Por Edmilson Amador Caetano, O.Cist., Bispo diocesano de Guarulhos e vice-presidente do Regional Sul 1 da CNBB.

Neste mês de novembro vamos às urnas para a eleição dos cargos municipais, prefeito(a) e vereadores (as). Quero aqui fazer uma reflexão que, talvez, possa parecer inútil e inoportuna, mas julgo importante diante de tantas seduções que aparecem neste tempo.

O tema da eleição de Deus perpassa toda a Escritura. Eleger é um ato de liberdade e por parte de Deus também um ato de amor. Deus  escolhe (elege) criar o mundo e o ser humano. Deus escolhe salvar a sua obra que foi danificada pelo pecado. Deus elege pessoas, homens e mulheres, que ao longo da história da salvação vão se tornando instrumentos para a realização do desígnio salvífico.

No Novo Testamento vemos Jesus escolhendo os Apóstolos.
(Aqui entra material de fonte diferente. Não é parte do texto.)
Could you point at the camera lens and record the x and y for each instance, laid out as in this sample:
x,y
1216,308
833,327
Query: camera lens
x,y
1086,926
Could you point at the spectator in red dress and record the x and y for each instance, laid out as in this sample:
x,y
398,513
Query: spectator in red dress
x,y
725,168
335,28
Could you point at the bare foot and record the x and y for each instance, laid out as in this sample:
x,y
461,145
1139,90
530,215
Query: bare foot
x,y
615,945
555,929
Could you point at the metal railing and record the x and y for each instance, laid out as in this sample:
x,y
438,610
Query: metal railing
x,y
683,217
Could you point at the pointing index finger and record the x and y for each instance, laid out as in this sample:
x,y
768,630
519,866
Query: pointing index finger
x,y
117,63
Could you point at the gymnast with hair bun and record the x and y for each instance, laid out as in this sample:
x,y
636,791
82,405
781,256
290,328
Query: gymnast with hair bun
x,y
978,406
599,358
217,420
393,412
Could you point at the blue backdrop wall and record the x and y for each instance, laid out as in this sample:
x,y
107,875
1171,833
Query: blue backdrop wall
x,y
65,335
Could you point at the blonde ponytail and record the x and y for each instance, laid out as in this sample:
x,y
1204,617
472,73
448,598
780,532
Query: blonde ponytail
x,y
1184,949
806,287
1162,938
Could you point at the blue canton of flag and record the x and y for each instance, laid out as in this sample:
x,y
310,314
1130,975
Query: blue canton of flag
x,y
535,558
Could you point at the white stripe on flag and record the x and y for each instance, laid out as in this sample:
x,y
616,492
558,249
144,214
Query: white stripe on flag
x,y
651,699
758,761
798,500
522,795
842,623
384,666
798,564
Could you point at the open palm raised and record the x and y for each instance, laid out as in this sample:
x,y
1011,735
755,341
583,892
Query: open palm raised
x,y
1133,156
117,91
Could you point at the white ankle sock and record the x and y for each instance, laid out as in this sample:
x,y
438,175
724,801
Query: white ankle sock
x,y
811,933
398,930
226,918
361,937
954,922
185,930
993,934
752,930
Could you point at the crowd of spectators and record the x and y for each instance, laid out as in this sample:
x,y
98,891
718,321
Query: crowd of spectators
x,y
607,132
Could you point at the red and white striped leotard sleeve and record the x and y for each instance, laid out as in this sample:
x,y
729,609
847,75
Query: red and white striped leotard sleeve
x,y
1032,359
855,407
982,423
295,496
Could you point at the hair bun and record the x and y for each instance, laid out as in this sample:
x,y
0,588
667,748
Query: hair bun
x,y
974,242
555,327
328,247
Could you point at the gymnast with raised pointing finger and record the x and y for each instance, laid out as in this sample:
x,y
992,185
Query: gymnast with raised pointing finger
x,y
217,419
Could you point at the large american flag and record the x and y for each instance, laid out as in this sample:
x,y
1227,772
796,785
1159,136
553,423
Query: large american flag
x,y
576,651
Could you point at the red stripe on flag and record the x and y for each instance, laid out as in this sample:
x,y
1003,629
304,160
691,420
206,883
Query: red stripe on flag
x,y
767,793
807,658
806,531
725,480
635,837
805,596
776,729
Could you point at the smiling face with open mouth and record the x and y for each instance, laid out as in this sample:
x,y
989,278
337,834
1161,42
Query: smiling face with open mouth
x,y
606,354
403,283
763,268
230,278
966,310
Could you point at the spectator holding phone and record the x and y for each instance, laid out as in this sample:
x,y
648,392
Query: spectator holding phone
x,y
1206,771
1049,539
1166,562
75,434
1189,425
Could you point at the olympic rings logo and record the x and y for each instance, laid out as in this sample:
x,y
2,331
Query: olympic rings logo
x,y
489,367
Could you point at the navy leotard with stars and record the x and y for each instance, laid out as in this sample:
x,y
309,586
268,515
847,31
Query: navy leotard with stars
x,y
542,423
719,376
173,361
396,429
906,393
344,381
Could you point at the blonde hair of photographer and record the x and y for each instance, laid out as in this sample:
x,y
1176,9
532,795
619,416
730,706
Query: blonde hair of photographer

Os apóstolos escolhem Matias para o lugar de Judas Iscariotes. O apóstolo Paulo é apresentado a Ananias – que se encontra em dúvida diante de Deus, se deve ou não ajuda-lo – como escolhido: “vai , porque este homem é instrumento que escolhi para mim, a fim de levar o meu nome aos pagãos , aos reis e também aos israelitas” (At 9, 15).

Nós, também, membros da Igreja fomos escolhidos por Deus, cada um na sua vocação, para fazermos parte deste povo.

Os critérios da eleição de Deus são imperscrutáveis, pois Ele escolhe em vista de seu projeto de amor e salvação. Não adianta tentarmos entender com os nossos critérios. Por eles não teríamos escolhido o povo de Israel que nasce de  Jacó (espertalhão e enganador), mas teríamos escolhido Esaú, o correto. No entanto, o Senhor escolheu Jacó e desprezou Esaú. Não sabemos também os critérios que Jesus teve para escolher os apóstolos, “Ele escolheu os que quis” . (cf. Mc 3). Não sabemos nem mesmo quais os critérios de Deus para nos ter escolhido, pois sabemos das nossas infidelidades e debilidades…

No entanto, as pessoas das Escrituras e nós, fomos, sim, eleitos por Deus, em vista do seu desígnio de amor e salvação. Amor e salvação não somente para nós mesmos, mas para os outros. Deus não elege para si mesmo ou somente para nós mesmos, mas para os outros.

Aqui entra nossa ação na eleição dos homens: o primeiro critério para eleger é perscrutar como os eleitos serão para os outros; muito mais para os outros que para nós mesmos. Pode acontecer que, ao escolher um candidato, possamos primeiramente pensar nas vantagens que possam nos advir. Não deve ser este critério. O critério deve ser o outro em primeiro lugar. Conforme o critério de Deus, o outro é sempre o necessitado de salvação. O outro é sempre o pobre que não tem ninguém por ele.

Não temos poder como Deus para eleger e capacitar os eleitos. Temos, sim, “poder” para verificar a ação dos eleitos. Isso pode ajuda-los na missão. Aqui está o segundo critério : quais espaços de verificação da ação dos eleitos foram deixados para  nossa ação politica.

Não disputamos nenhuma eleição, mas fomos eleitos. Como eleitos vivamos, pois, a nossa vocação e eleição, na fidelidade Àquele que nos elegeu e como luz nesta geração.